My last two articles have dealt with the challenge of ‘guiding’ development with the few municipal tools we have to build and preserve the ‘essence’ of our communities. While Cookstown seeks to preserve its historic character, Alcona struggles to capture and cultivate the essence of small-town Ontario. Our built environment is a lasting expression of the way we wish to live. It’s too important to be warped by the forces of wealth, politics and greed.
Yet, if you read my last article, High Rent Blight, current policies look inadequate to encourage, much less achieve the results we want. It’s too easy and too common for greed and speculation to rip up a commercial district and entirely change the character of a neighbourhood. Or in Alcona’s case, distort it from the outset.
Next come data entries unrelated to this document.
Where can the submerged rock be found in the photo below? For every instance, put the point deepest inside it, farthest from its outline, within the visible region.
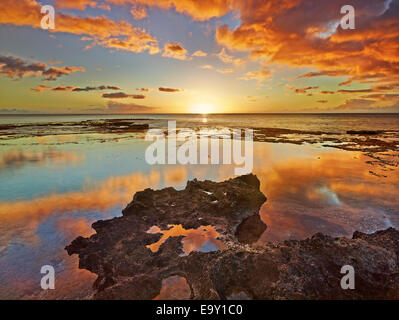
(306, 269)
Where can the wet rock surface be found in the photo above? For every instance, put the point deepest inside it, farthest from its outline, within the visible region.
(306, 269)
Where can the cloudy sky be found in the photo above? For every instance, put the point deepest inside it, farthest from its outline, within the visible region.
(202, 56)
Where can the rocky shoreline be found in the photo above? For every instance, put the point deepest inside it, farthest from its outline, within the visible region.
(308, 269)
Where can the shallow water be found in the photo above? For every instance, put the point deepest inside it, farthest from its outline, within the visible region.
(54, 187)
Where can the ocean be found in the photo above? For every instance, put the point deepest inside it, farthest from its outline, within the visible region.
(329, 173)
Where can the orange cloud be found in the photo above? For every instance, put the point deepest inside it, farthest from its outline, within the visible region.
(260, 76)
(122, 95)
(163, 89)
(175, 51)
(138, 12)
(99, 30)
(75, 4)
(198, 10)
(14, 67)
(199, 53)
(304, 33)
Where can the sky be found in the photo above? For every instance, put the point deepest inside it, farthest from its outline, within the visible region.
(191, 56)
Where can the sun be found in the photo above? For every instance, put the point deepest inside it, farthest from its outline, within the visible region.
(202, 108)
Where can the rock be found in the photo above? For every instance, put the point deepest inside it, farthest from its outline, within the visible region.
(306, 269)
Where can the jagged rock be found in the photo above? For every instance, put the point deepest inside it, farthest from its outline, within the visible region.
(306, 269)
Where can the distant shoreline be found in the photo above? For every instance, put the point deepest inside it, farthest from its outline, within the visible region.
(194, 114)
In Ontario (and other jurisdictions), tax policy encourages landlords to let commercial spaces sit empty. Absentee landlords have no particular interest in, knowledge of, or commitment to our community, certainly no vision, considering the state of Alcona’s or Cookstown’s commercial core. Idly dreaming of the day a property can be leased to a national chain at GTA rates is not an acceptable strategy.
So, let’s pick up where I left off. Here are solutions proposed and discussed in The New Yorker article I quoted previously:
- Regulation of leases: mandatory mediation and arbitration of lease renewal disputes to limit rent spikes
- Allow pop-up stores temporary access to vacant spaces
- Zoning rules: encourages landlords to quit waiting for the jackpot and to start renting
- Fines: for landlords who leave storefronts abandoned
In Ontario, we need to repeal the property tax benefit for vacant commercial properties. In other jurisdictions, many U.S. cities side-step the issue with a Vacant Property Registry bylaw. An annual fee can be as high as $6,000 aimed at preventing derelict buildings. In some places, the Registry fee increases every year.
It would make sense to combine these approaches. Commercial cores could be zoned as “Priority Commercial” areas where vacant properties are subject to a significant ‘Vacancy’ or ‘Idle Asset’ fee, which would apply after 4 months and increase every 4 months afterward for up to two years. Landlords would have an incentive to lease at realistic rates appropriate to prevailing local conditions. Meanwhile, the Town could use the Registry revenues to search for appropriate tenants, support pop-up stores, or fund new place-making initiatives. This would provide a mechanism to moderate lease rates to local conditions, stimulate local economic activity and create some local employment.
We also need some kind of mechanism to ensure opportunity for a reasonable and permanent mix of local, independent businesses. The Town might use zoning to require a better variety of different-sized retail spaces in new developments, or the Town might participate as a development partner to exert more influence on design and leases. Innisfil could consider creating an independent development company to invest in strategic properties and jump-start innovative commercial development appropriate to the community. Or a community-based coop or social enterprise might step in to do the same.
We can see what is ineffective, even counter-productive. Cities and towns need innovators to pioneer new policies and practices that firmly and effectively guide change benefiting everyone.